Typically, these embeddings need to be computed by a neural network (see Figure 2). The neural network is periodically retrained (see Figure 3 and 5). That results in different versions.
A common mistake when using embeddings is trying to match the user/query embeddings from one version of the neural network model with the item embeddings generated from another version of the model.
The search / recommendation results might be poor quality unless the versions of embeddings are kept in sync.
In this article we will look at a sample application that is dependent on embeddings. We will see where problems could arise and will see how to avoid this version mismatch error.
Where are embeddings used?
Embeddings are used in multiple parts of the search / recommendation stack. In this article we will focus on the retrieval step. As shown in Fig 1 above, the user / query embedding can be used to retrieve the results from potentially millions / billions of candidate items in under 50 milliseconds (p95).
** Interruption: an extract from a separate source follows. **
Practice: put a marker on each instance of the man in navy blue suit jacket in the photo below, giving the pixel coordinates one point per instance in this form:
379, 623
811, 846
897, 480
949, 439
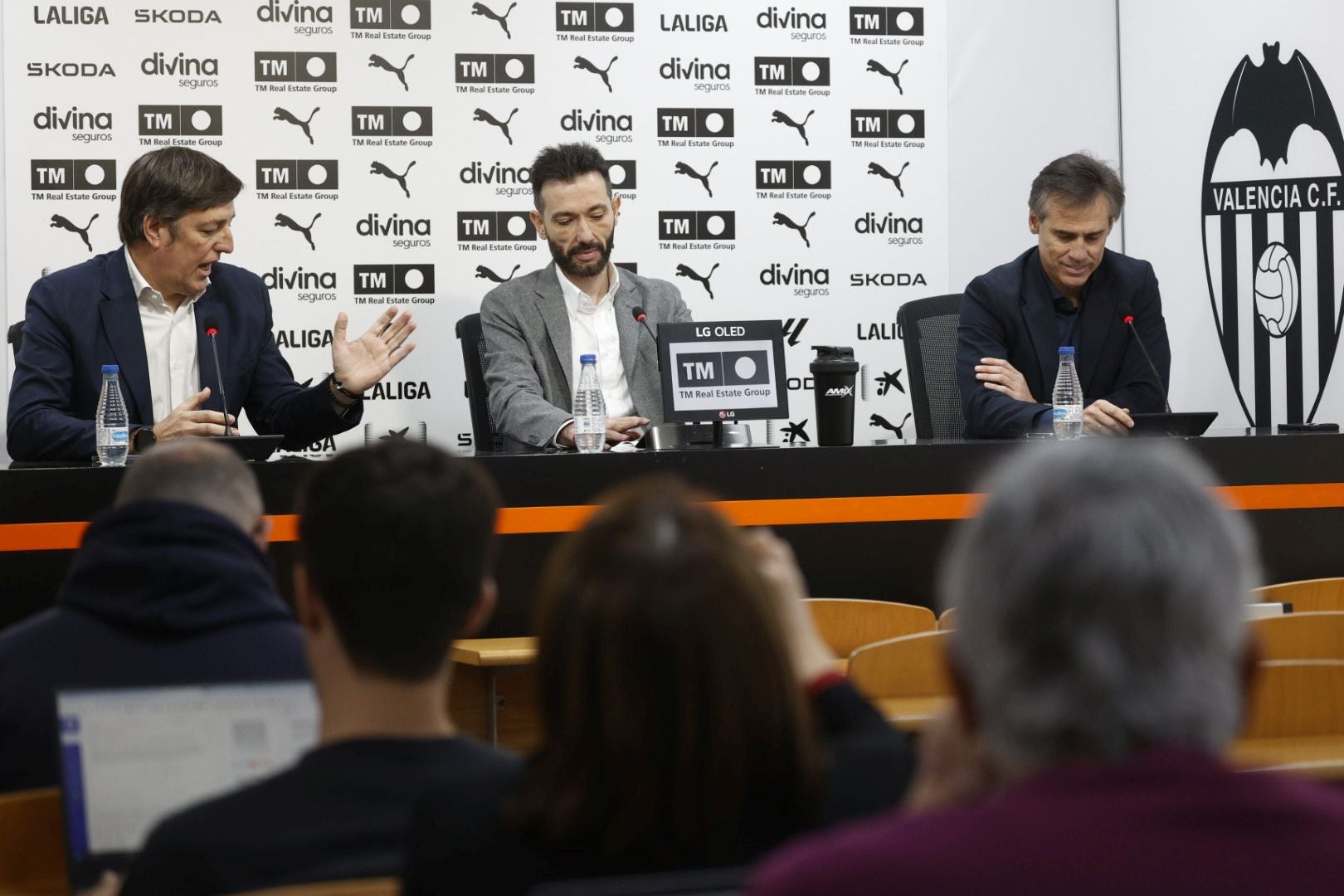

To generate embeddings we need to train a neural network model
To compute the above mentioned user and item embeddings, one needs to train a two-tower or dual-encoder model ( see below )
These neural network modules can then be used to go over all the users and items respectively and generate their corresponding embeddings.
MLOps: Now that we have explained the two-tower model, we will see what is involved in retraining the two-tower model and all the problems we can face in operational aspects of using a new version of the embeddings.
Four steps of computing a new embedding version
As shown above, the steps are:
train a new version of encoders.
A completion of training should trigger a downstream task of actually computing the user and item embeddings for all users and items.
Once user embeddings have been computed they need to be uploaded to a KV store, something like {user_id -> user_embedding}. This is needed to fetch the user embeddings in Step 2(a)/2(b) of Fig 1 above.
Once item embeddings are computed, if these are being used for retrieval, the quantization and population of a new version of a similarity search service is needed.
Version mismatch
During the t4 to t7 period in Fig 3, it is possible to query the similarity search service with user embeddings that are from a different version.
Unfortunately embeddings of the same item from two distinct versions of the encoder might not have any similarity with each other. Hence unless we take care to maintain the version number, the search/recommendation results would be poor in quality.
Solution
The solution is to preserve the version number of the user/query embedding generator and to use item embeddings from the same version. If that is not available, we should degrade the service gracefully by using other retrievals.
The key-value store would then be changed to retain the last 5 user embedding versions:
user_id -> [(user_embedding, v5), (user_embedding, v4) …]
This way, during serving, we could query with the highest version number embedding. If we encounter an error then we could query with the next highest version number and so on. This assumes that version numbers are an increasing sequence. This also assumes that the similarity search service supports version numbers.
Separate model retraining from embedding refreshing frequency
It is clear that retraining the two-tower model frequently could lead to operational problems. Why do it then? What we are looking for is for embeddings of users and items to reflect the recent changes.
For instance if a user has listened to true crime podcasts in the past but has been searching for podcasts this week, then it stands to reason that the search/recommendation system should get better results if the user embedding is updated with recent data.
For query embeddings this problem is less severe. If you are searching “sports” on a video website for instance, the embedding of the query “sports” might not change in character too much every day. However, results might be 3X better with personalization for broad/categorical queries. Hence a stale user embedding could still hurt. (This paper is an example for quantitative impact of using stale embeddings)
Stale item embeddings is likely to hurt performance in both search and recommendation tasks. Items have dynamic features like number of purchases of an item in the last 7 days, that should ideally be factored into embedding updates.
We have decoupled training the model and updating the embeddings. If we run inference multiple times with the same model (e.g. 3 times in Fig 5 above), then the embeddings are still compatible with each other.
Conclusion
Refreshing embeddings and retraining encoder ML models are important for good performance.
While doing so, embeddings must retain the version number of the encoder model.
Care must be taken to only match the query/user embedding with the item embeddings generated from a decoder of the same version.
Other notable items this week
OpenAI recently released a Triton that writes extremely efficient GPU program code from python code. GPU programming is really difficult. It is easy to make mistakes. It is hard to debug and it is extremely hard to write efficient GPU programs that extract every bit of the machine’s abilities to deliver performance. Seemingly, Triton does that translation at near human-expert level and much better than average-human performance!
This might unlock wider adoption of GPU programming. For a number of applications like similarity search, it has been difficult to write optimized GPU code to speed them up. Triton could unlock greater GPU adoption.
Disclaimer: These are my personal opinions only. Any assumptions, opinions stated here are mine and not representative of my current or any prior employer(s).